I'm not saying any one apostle said it all ... the only point I was trying to make was that in the first century there was an immanent expectation of the Parousia, which did not happen (in the manner it was expected), and which the apostles and their successors were obliged to 'manage' ... so there were aspects of an 'end of the world cult' about primitive Christianity, but that was through the followers, not the teaching, nor the teaching of any one, or all, of the apostles...

But the Aramic word 'Maranatha' – 'Come, Lord', I reckon would have taken on an apocalyptic significance ...

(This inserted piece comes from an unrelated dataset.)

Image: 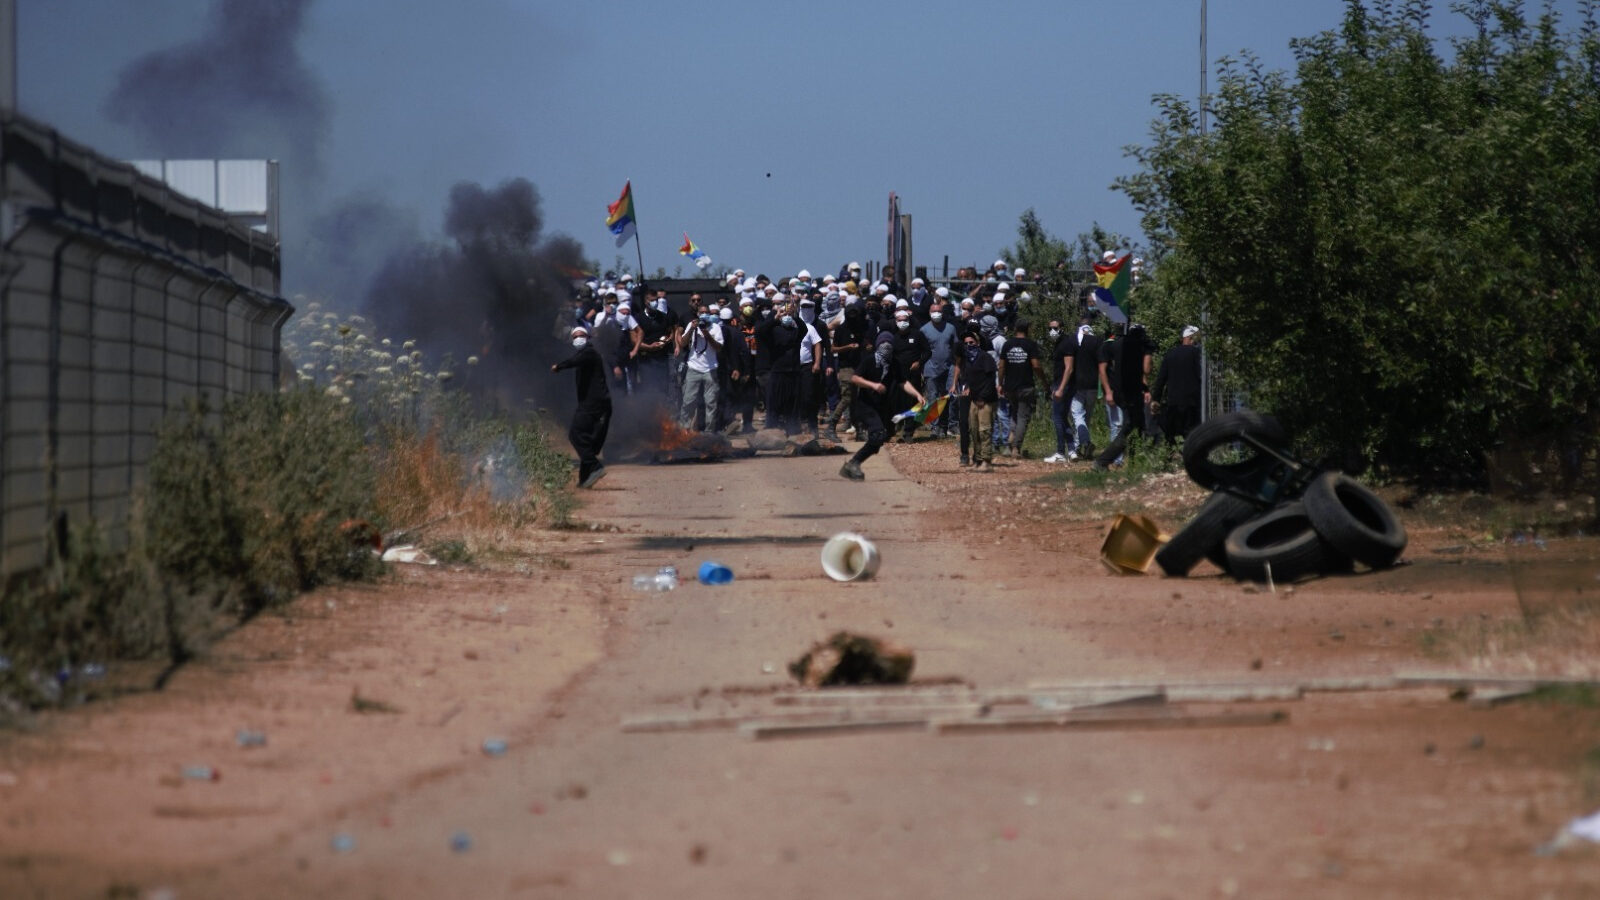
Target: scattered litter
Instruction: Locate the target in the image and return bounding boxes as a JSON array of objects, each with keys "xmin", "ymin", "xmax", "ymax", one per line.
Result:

... you know what people are like ...

Thomas
this word parousia
pa·rou·si´a means, literally, "being alongside," that is, a "presence." It is used 24 times in the Christian Greek Scriptures, frequently with regard to the presence of Christ in connection with his Messianic Kingdom.—Mt 24:3; we have been living in the parousia or presence since 1914 when Jesus was given the kingship in the heavenly kingdom goverment Daniel 7;13-14 Daniel 2;44 many bibles translate this word as COMING but the correct way is presence.
That Jesus’ pa·rou·si´a is not simply a momentary coming followed by a rapid departure but is, rather, a presence covering a period of time is also indicated by his words recorded at Matthew 24:37-39 and Luke 17:26-30. Here "the days of Noah" are compared to "the presence of the Son of man" ("the days of the Son of man," in Luke’s account). Jesus, therefore, does not limit the comparison just to the coming of the Deluge as a final climax during Noah’s days, though he shows that his own "presence" or "days" will see a similar climax. Since "the days of Noah" actually covered a period of years, there is basis for believing that the foretold "presence [or "days"] of the Son of man" would likewise cover a period of some years, being climaxed by the destruction of those not giving heed to the opportunity afforded them to seek deliverance.